Amory Lovins: energy views and values

[Reposted from my old blog, P&P — originally published March 01, 2010.]

Looking back at Amory Lovins’s 1977 Soft Energy Paths, I was struck by his still-relevant list of “basic values”:

Underlying much of the energy debate is a tacit, implicit divergence on what the energy problem ‘really’ is. Public discourse suffers because our society has mechanisms only for resolving conflicting interests, not conflicting views of reality, so we seldom notice that these perceptions differ markedly. …

As a basis for mutual understanding, therefore, instead of leaving my world view to be guessed at (as most energy writers do), I shall make explicit a few of my underlying opinions – not on every aspect of the whole universe of perceptions that must support any coherent view of our energy future, but at least on a few basic values. Attempting this is unusual and difficult but important.
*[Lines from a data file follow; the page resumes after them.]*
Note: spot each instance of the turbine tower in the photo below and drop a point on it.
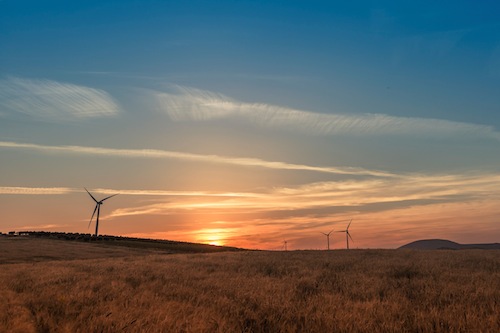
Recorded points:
(98, 209)
(347, 234)
(328, 238)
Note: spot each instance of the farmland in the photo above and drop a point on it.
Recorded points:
(86, 287)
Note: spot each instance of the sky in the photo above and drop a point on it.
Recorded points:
(252, 123)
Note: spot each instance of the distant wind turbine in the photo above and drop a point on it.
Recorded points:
(327, 238)
(347, 234)
(98, 209)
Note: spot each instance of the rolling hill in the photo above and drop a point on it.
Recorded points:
(443, 244)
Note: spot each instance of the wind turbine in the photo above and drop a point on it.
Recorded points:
(328, 238)
(347, 234)
(98, 209)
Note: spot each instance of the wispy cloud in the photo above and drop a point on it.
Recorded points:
(189, 104)
(16, 190)
(155, 153)
(35, 190)
(402, 192)
(54, 101)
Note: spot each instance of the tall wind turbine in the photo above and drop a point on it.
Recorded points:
(347, 234)
(98, 209)
(328, 238)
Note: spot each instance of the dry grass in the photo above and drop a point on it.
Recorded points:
(336, 291)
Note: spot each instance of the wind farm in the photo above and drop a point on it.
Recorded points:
(97, 209)
(251, 166)
(347, 234)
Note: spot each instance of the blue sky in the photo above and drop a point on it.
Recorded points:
(277, 107)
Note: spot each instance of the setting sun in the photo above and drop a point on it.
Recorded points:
(212, 236)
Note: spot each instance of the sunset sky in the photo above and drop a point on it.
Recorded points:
(248, 123)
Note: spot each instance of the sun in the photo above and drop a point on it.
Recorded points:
(212, 236)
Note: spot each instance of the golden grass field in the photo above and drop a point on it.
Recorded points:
(59, 286)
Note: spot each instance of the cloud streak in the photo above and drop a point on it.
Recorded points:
(164, 154)
(190, 104)
(414, 190)
(54, 101)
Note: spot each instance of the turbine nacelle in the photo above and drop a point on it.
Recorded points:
(97, 209)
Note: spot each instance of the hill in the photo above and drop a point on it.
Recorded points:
(443, 244)
(41, 246)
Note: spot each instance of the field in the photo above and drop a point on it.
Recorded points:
(59, 286)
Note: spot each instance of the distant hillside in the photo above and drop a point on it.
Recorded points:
(118, 241)
(443, 244)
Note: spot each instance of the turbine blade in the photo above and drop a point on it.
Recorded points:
(109, 197)
(90, 195)
(92, 216)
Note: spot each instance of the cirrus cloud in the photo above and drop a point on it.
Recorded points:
(54, 101)
(189, 104)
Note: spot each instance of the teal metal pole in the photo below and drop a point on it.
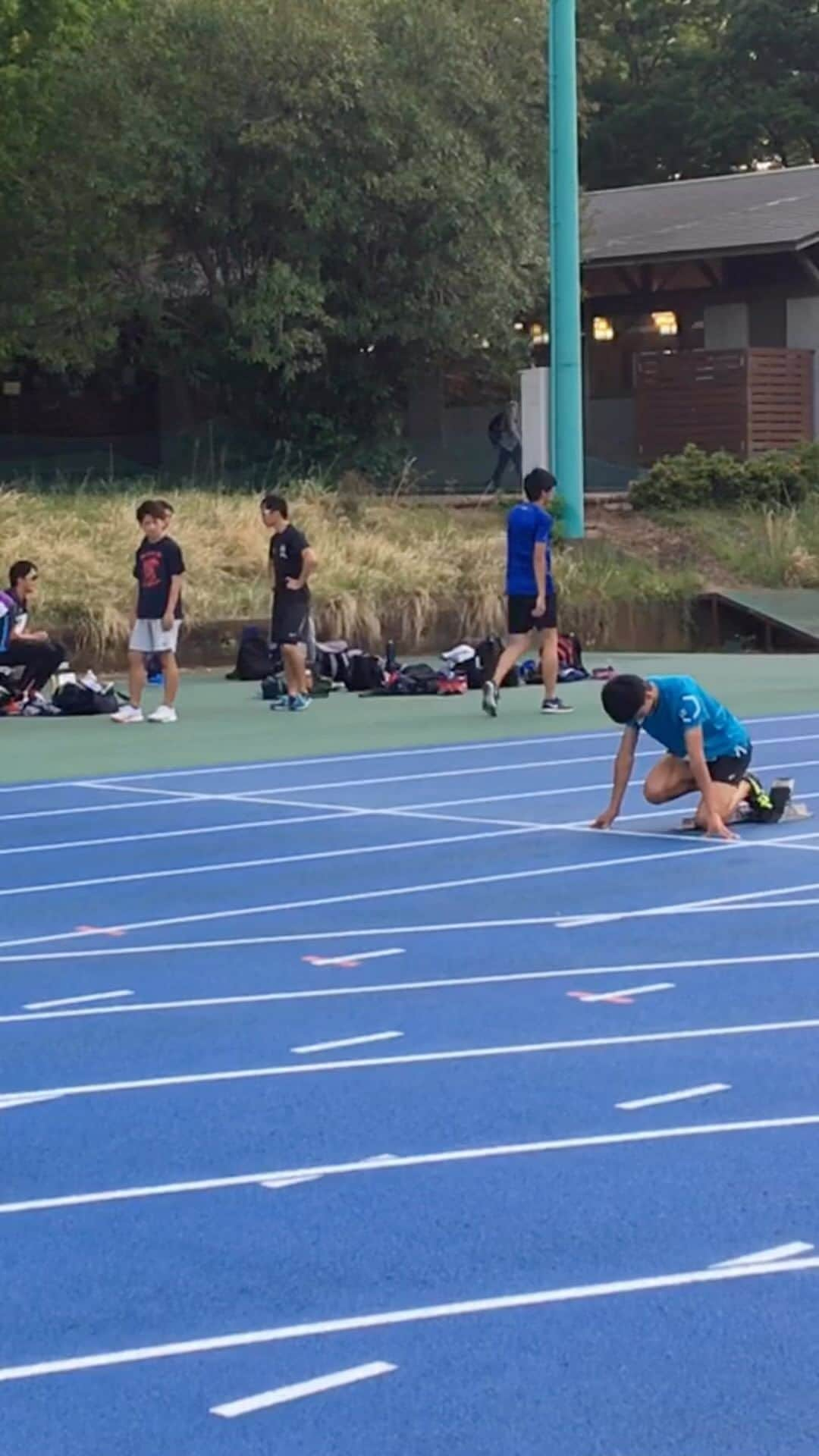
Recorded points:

Briefly, then, I think that:

  • We are more endangered by too much energy too soon than by too little too late, for we understand too little the wise use of power;
  • We know next to nothing about the carefully designed natural systems and cycles on which we depend; we must therefore take care to preserve resilience and flexibility, and to design for large safety margins (whose importance we do not yet understand), recognizing the existence of human fallibility, malice, and irrationality (including our own) and of present trends that erode the earth’s carrying capacity;
  • People are more important than goods; hence energy, technology, and economic activity are means, not ends, and their quantity is not a measure of welfare; hence economic rationality is a narrow and often defective test of the wisdom of broad social choices, and economic costs and prices, which depend largely on philosophical conventions, are neither revealed truth nor a meaningful test of rational or desirable behavior;
  • Though the potential for growth in the social, cultural, and spiritual spheres is unlimited, resource-crunching material growth is inherently limited (a consequence of the round-earth theory) and, in countries as affluent as the U.S., should be not merely stabilized but returned to sustainable levels at which the net marginal utility of economic activity (to borrow for a moment the economist’s abstractions) is clearly positive;
  • Since sustainability is more important than the momentary advantage of any generation or group, long-term discount rates should be zero or even slightly negative, reinforcing a frugal, though not penurious, ethic of husbanding;
  • The energy problem should be not how to expand supplies to meet the postulated extrapolative needs of a dynamic economy, but rather how to accomplish social goals elegantly with a minimum of energy and effort, meanwhile taking care to preserve a social fabric that not only tolerates but encourages diverse values and lifestyles;
  • The technical, economic, and social problems of fission technology are so intractable, and technical efforts to palliate those problems are politically so dangerous, that we should abandon the technology with due deliberate speed;
  • Many other technologies are exceedingly unattractive and should be developed sparingly or not at all (such as nuclear fusion, large coal-fired power stations and conversion plants, many current coal-mining technologies, urban-sited terminals for liquefied natural gas, much Arctic and offshore petroleum extraction, most “unconventional” hydrocarbons, and many “exotic” large-scale technologies such as solar satellites and monocultural biomass plantations);
  • Ordinary people are qualified and responsible to make these and other energy choices through the democratic political process, and on the social and ethical issues central to such choices the opinion of any technical expert is entitled to no special weight; for although humanity and human institutions are not perfectible, legitimacy and the nearest we can get to wisdom both flow, as Jefferson believed, from the people, whereas pragmatic Hamiltonian concepts of central governance by a cynical elite are unworthy of the people, increase the likelihood and consequences of major errors, and are ultimately tyrannical;
  • Issues of material growth are inseparable from the more important issues of distributional equity, both within and among nations; indeed, high growth in overdeveloped countries is inimical to development in poor countries;
  • For poor countries, the self-reliant ecodevelopment concepts inherent in the New Economic Order approach are commendable and practicable while the patterns of industrial development that served the OECD countries in the different circumstances of the past two centuries are not: indeed, so much have conditions changed that ecodevelopment concepts are now the most appropriate for the rich countries too;
  • National interests lie less in traditional geopolitical balancing acts than in striving to attain a just and equitable, therefore peaceful, world order, even at the expense of temporary commercial advantage.